The technology could lead to "smart pills" that send a collection of the containers to the site of an injury or illness. The microcontainers could someday incorporate electronic components that would let the cubes act as biosensors or release medication in response to a remote RF signal.
Techniques used to build microchips produce a flat pattern of six squares resembling a cross. Each copper or nickel square has etched into it small openings which eventually let medicine or therapeutic cells pass through. Metallic solder forms hinges along the edges between adjoining squares. Briefly heating the squares melts the metallic hinges. High surface tension in the liquified solder pulls each pair of adjoining squares together to form a perforated cube. Upon cooling, the solder solidifies and the containers remain cube shaped. A thin layer of gold then coats the cubes to help prevent toxicity problems in the body.

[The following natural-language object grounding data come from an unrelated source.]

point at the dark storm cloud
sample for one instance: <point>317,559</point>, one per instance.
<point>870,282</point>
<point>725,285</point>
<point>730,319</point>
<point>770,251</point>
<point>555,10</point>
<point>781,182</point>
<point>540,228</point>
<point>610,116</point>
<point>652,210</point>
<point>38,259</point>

Next, micropipettes insert into the cubes a suspension containing microbeads that are commonly used in cell therapy. Agitating the cubes releases the beads. The researchers also inserted human cells similar to those used in cell therapy. A positive stain test verified the cells remained vital in the microcontainers and could easily be released. Researchers also used MRI to locate and track the metallic cubes as they moved through a sealed microscopic S-shaped fluid channel, simulating movement in the body. Some of the cubes are magnetic so it should be possible to guide them directly to a site of interest.